How to calculate RMSE in Python

Learn how to calculate RMSE in Python. This guide covers different methods, real-world applications, common errors, and debugging tips.

How to calculate RMSE in Python
Published on: 
Tue
Apr 21, 2026
Updated on: 
Tue
Apr 21, 2026
The Replit Team

Calculating Root Mean Square Error (RMSE) is a key step in evaluating prediction models. Python offers powerful, straightforward libraries for this task, making it simple to measure your model's accuracy.

In this article, you'll explore techniques for calculating RMSE in Python. You'll find practical tips, real-world applications, and debugging advice to help you implement this metric effectively in your projects.

Basic calculation of RMSE using NumPy

import numpy as np

actual = np.array([3, -0.5, 2, 7])
predicted = np.array([2.5, 0.0, 2, 8])
rmse = np.sqrt(np.mean((actual - predicted)**2))
print(f"RMSE: {rmse}")--OUTPUT--RMSE: 0.6123724356957945

NumPy's strength is its ability to perform vectorized operations, which lets you apply calculations across entire arrays at once. The core logic, np.sqrt(np.mean((actual - predicted)**2)), directly translates the RMSE formula into a single, efficient line of code.

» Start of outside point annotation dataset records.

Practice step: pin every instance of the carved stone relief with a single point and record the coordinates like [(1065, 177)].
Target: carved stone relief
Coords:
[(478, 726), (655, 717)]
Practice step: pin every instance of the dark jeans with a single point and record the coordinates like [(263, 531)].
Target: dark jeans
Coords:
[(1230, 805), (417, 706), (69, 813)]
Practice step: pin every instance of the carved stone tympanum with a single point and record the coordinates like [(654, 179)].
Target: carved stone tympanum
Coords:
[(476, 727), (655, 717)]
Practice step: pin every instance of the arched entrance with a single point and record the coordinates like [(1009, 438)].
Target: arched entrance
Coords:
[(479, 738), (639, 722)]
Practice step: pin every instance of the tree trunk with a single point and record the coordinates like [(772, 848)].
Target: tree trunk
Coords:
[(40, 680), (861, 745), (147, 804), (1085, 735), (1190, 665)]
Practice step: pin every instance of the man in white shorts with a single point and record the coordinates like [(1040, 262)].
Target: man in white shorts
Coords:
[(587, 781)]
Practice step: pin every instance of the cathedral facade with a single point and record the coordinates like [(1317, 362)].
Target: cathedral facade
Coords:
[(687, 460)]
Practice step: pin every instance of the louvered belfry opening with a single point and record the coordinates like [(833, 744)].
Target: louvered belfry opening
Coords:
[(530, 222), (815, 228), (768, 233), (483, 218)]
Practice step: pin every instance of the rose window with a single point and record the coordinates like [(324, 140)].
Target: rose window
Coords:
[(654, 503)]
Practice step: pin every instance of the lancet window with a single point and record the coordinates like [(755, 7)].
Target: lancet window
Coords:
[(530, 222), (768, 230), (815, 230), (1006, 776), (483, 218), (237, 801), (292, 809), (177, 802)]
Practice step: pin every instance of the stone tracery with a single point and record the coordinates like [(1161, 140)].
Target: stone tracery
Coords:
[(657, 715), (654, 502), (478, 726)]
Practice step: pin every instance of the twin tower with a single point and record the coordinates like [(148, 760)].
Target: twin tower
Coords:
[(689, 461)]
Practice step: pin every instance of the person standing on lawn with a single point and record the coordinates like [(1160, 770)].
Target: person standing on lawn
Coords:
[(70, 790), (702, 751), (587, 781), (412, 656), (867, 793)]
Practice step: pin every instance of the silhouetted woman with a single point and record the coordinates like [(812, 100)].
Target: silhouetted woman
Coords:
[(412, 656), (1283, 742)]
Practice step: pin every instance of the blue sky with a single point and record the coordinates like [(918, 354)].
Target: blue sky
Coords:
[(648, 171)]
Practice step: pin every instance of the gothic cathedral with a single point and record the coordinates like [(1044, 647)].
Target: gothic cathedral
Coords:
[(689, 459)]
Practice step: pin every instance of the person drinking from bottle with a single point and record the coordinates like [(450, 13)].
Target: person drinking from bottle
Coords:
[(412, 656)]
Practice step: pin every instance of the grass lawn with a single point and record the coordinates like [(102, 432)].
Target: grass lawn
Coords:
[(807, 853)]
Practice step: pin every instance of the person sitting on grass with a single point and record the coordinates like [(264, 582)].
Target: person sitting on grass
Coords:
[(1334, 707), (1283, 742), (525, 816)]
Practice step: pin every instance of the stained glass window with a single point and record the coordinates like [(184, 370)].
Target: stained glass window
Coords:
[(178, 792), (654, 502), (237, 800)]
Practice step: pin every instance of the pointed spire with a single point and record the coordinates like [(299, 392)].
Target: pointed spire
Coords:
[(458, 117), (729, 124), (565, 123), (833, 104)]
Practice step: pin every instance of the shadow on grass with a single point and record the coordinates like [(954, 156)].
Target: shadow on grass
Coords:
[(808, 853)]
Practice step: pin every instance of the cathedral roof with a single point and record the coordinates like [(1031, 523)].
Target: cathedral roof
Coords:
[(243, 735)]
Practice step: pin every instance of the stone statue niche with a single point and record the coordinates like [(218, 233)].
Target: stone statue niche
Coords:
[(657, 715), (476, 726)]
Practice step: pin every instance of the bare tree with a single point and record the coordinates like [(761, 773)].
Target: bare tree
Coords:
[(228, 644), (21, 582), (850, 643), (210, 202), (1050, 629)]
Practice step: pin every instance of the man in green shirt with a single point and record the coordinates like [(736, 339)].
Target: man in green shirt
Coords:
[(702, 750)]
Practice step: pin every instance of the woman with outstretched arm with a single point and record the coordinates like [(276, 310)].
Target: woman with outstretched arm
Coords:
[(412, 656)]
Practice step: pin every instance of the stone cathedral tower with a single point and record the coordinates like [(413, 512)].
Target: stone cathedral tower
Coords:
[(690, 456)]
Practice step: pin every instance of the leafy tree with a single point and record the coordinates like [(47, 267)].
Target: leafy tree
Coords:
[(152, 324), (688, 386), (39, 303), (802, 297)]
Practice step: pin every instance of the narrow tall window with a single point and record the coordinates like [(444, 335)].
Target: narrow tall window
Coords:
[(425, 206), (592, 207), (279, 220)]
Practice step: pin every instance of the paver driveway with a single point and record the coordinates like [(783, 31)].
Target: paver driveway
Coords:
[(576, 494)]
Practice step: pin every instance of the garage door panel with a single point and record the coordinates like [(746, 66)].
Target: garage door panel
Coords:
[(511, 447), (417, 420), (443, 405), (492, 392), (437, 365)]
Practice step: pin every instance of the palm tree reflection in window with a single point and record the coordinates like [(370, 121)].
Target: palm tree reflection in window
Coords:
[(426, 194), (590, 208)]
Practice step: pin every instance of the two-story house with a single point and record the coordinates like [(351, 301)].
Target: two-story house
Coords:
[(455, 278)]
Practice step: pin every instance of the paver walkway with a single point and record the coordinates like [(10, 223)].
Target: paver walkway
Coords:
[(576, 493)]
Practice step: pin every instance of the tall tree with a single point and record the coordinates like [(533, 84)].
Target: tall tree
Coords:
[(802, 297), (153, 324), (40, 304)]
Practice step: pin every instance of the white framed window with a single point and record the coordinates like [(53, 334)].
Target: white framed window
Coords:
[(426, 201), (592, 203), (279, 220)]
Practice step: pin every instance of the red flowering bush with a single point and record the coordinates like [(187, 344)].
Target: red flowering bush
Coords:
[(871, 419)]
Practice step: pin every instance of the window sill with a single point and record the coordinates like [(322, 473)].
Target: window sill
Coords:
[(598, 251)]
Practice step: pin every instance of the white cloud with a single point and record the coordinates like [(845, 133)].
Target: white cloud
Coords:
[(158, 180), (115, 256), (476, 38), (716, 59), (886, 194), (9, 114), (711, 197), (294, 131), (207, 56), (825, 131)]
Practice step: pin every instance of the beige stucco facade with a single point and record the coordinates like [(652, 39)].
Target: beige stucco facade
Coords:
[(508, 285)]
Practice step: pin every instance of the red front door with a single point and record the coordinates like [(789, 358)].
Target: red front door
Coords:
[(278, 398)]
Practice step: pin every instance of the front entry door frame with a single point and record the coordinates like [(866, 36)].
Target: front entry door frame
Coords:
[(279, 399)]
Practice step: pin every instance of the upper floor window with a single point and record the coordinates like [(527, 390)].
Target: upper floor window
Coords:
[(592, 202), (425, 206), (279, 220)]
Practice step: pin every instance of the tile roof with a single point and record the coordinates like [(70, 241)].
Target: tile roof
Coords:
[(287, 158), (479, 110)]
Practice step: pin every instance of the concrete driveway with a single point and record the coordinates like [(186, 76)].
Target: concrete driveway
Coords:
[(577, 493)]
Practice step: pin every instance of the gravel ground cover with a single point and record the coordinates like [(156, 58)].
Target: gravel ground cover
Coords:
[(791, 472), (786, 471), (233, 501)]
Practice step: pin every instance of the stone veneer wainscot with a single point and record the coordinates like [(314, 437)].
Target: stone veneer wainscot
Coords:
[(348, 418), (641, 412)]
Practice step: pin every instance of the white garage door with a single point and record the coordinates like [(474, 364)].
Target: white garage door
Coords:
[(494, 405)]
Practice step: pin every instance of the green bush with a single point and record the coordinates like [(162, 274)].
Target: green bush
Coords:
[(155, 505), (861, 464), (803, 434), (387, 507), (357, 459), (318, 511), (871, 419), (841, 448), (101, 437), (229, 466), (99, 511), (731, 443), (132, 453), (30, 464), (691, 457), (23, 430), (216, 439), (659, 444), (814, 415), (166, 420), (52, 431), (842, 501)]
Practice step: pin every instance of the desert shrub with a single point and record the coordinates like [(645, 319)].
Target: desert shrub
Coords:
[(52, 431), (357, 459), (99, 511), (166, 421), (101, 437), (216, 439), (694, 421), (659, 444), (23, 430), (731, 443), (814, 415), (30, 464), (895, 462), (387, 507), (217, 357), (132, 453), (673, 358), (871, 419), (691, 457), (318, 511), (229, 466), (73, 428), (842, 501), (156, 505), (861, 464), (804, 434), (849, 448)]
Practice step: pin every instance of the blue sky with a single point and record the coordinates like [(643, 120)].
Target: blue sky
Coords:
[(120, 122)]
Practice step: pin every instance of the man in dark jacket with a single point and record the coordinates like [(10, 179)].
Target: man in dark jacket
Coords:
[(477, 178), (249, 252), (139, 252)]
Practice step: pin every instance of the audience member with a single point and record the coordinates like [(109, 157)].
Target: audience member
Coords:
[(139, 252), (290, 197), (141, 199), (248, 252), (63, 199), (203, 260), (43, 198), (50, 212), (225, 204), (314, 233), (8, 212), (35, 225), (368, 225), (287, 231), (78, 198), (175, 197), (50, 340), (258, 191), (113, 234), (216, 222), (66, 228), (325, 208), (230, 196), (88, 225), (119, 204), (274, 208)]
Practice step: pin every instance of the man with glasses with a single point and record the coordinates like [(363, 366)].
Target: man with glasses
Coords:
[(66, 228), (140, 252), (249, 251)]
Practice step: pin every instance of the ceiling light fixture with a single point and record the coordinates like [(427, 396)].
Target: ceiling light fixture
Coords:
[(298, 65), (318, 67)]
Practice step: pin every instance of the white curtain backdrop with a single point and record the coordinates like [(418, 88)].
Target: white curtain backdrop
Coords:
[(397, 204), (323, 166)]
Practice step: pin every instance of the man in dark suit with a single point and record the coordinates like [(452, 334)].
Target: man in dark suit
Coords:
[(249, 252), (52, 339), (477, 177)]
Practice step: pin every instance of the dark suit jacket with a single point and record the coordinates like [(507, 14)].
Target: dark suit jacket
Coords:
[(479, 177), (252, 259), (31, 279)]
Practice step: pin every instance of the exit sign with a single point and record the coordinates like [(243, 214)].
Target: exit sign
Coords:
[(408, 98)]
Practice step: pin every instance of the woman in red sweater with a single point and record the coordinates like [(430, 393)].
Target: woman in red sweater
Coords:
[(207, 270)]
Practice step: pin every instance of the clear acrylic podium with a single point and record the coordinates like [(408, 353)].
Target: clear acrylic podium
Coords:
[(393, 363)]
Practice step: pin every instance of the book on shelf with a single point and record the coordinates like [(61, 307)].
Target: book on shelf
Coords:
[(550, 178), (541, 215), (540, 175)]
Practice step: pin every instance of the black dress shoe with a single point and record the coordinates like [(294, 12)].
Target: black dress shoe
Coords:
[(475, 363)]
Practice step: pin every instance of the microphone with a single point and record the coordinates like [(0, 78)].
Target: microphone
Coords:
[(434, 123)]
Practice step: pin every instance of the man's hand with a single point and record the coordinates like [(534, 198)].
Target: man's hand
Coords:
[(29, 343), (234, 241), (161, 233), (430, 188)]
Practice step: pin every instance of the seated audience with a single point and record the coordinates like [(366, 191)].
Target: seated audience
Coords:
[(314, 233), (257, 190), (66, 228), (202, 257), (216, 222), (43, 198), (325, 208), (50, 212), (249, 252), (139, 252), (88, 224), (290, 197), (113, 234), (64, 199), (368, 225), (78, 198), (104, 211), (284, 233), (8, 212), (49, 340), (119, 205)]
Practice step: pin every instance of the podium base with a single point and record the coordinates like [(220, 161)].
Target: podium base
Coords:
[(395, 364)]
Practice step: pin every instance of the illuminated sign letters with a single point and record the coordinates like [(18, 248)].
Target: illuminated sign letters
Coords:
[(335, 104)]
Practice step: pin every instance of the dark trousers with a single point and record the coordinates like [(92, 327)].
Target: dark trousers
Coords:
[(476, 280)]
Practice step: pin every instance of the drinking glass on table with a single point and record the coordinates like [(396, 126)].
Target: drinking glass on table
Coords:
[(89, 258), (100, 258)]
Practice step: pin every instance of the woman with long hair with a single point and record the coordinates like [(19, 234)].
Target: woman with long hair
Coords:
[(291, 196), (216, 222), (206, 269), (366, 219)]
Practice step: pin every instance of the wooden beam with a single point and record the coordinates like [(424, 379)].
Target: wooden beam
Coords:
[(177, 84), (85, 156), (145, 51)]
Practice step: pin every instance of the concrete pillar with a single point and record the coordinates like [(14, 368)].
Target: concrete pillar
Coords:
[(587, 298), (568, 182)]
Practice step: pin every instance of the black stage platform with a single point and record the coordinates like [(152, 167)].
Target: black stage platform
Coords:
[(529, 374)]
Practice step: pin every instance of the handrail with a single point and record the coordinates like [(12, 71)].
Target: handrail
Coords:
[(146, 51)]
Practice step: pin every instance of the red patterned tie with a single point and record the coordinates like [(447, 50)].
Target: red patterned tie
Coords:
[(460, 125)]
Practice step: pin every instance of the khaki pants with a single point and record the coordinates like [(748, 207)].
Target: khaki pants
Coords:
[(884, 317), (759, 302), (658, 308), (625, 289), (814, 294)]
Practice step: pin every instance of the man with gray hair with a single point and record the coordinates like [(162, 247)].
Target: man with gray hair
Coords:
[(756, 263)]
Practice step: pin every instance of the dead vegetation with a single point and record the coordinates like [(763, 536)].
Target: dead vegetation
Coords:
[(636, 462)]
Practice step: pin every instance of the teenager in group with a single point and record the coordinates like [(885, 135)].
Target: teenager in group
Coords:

Here’s how it breaks down the math:

  • First, (actual - predicted) calculates the error for each prediction.
  • The **2 operator squares these errors, ensuring all values are positive and giving more weight to larger mistakes.
  • np.mean() finds the average of these squared errors.
  • Finally, np.sqrt() takes the square root, converting the error metric back into the original units of your data.

Common implementations of RMSE

Building on the NumPy foundation, you can also calculate RMSE using popular data science libraries or even by defining your own custom functions.

Using sklearn.metrics for RMSE calculation

from sklearn.metrics import mean_squared_error
import numpy as np

actual = [3, -0.5, 2, 7]
predicted = [2.5, 0.0, 2, 8]
rmse = np.sqrt(mean_squared_error(actual, predicted))
print(f"RMSE: {rmse}")--OUTPUT--RMSE: 0.6123724356957945

Scikit-learn, a go-to library for machine learning, offers a more direct approach. The mean_squared_error function streamlines the process by handling the intermediate steps for you.

  • It automatically calculates the squared differences between your actual and predicted values and finds their average.
  • Because the function returns the Mean Squared Error (MSE), you still need to take the square root with np.sqrt() to get the final RMSE.

This method is often preferred for its readability and easy integration into larger machine learning workflows.

Creating a custom RMSE function

import numpy as np

def calculate_rmse(actual, predicted):
"""Calculate Root Mean Squared Error between two arrays"""
mse = np.mean(np.square(np.array(actual) - np.array(predicted)))
return np.sqrt(mse)

print(f"RMSE: {calculate_rmse([3, -0.5, 2, 7], [2.5, 0.0, 2, 8])}")--OUTPUT--RMSE: 0.6123724356957945

Defining a custom calculate_rmse function packages the logic into a reusable and readable block. This is especially useful when you need to calculate RMSE multiple times throughout a project.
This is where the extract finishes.